異世界の英雄伝説
いがみ合っている俺と海里であったがそこへクレアが言う。

「二人とも喧嘩しないで下さい。現世から異世界に行くたった二人なんですから仲良く協力しなきゃいけません。」

「でもコイツの服汗臭いんだもの!一緒にいたら鼻がおかしくなっちゃうじゃない!汚物は消毒よ!」

海里の言葉に俺は苛立ちが収まらない。人をまるで汚物扱いしている物言いはなんとかならないかね?
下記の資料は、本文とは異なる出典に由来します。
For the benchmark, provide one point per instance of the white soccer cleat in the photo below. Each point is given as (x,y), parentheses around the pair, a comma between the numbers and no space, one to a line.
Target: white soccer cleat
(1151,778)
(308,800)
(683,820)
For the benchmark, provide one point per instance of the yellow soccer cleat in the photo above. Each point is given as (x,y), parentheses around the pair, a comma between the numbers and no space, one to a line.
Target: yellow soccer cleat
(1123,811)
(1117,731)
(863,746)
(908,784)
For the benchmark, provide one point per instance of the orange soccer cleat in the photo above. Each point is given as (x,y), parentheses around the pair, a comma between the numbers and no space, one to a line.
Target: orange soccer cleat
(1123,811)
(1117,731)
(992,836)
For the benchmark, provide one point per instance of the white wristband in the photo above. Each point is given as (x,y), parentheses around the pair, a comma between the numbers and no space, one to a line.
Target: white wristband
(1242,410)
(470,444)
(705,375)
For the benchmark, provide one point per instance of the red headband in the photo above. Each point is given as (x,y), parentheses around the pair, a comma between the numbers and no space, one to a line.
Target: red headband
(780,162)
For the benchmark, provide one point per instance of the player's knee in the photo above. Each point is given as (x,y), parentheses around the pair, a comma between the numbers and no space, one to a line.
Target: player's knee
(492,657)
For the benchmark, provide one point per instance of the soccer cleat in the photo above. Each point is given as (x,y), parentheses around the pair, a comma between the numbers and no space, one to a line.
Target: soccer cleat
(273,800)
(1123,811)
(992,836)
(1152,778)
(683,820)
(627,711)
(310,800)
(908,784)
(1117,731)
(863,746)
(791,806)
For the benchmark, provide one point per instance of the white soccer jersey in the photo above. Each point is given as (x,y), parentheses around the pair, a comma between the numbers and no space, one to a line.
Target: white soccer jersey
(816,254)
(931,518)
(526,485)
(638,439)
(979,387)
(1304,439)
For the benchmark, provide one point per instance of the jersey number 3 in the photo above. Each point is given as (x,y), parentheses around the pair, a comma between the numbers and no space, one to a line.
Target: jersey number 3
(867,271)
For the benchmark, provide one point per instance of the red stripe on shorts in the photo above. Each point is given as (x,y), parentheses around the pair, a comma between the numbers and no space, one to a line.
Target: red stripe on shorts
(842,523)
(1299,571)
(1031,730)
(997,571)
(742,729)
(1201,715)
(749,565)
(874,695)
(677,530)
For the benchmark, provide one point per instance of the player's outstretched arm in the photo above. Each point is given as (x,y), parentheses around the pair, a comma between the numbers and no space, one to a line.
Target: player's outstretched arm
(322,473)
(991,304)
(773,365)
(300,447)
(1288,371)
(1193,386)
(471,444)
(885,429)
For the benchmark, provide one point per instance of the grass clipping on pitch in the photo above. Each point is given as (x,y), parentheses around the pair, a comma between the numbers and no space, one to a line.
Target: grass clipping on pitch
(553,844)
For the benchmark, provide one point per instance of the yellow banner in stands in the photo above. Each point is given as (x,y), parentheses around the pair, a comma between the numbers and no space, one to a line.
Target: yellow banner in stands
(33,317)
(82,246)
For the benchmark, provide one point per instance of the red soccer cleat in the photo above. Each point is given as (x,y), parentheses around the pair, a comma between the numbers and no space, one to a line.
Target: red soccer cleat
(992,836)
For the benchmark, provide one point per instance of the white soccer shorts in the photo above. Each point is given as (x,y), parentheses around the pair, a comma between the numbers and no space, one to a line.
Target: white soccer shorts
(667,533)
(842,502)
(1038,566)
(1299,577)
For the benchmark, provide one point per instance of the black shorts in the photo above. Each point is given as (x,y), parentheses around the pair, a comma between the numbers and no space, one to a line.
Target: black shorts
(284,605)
「海里さん、確かに貴方の言う通り洸さんと一緒に旅をすると鼻がおかしくなるでしょう。でも安心してください。この世界の世界感に合った服装に私が魔法で着せてあげます。」

「ちょっと待った!俺はコイツにボロクソに罵られたんだぞ!俺もコイツとは一緒に旅したくねぇな」

当然の感情である。俺の悪口を言った奴と一緒に旅出来るわけがない。

しかし、俺達が文句ばかり言っているのでクレアは少し切れ気味に言う。

「じゃあ貴方達は見知らぬ土地で一人で旅できますか?現世の常識が一切通用しない異世界でただ一人旅をしてハーデスを倒せますか?」

「「うぬぬ・・・」」

俺と海里は何も言えなかった。現世の常識が通用しない世界での一人旅は確かに辛い・・・しかも孤独な一人旅となると精神的に病むかも知れない。

「すんません、クレアさん。確かにクレアさんの言う通りだ。異世界ではどんな奴でも隣に居てくれたら精神的に楽かもしれない。」

「クレア、私も謝るわ。一人じゃ出来ない事もあるし、何より現世の事を話せる仲間が居ないのはかなり辛いと思うわ」

二人はクレアに謝り、これで二人は一緒に旅をすることが決まった。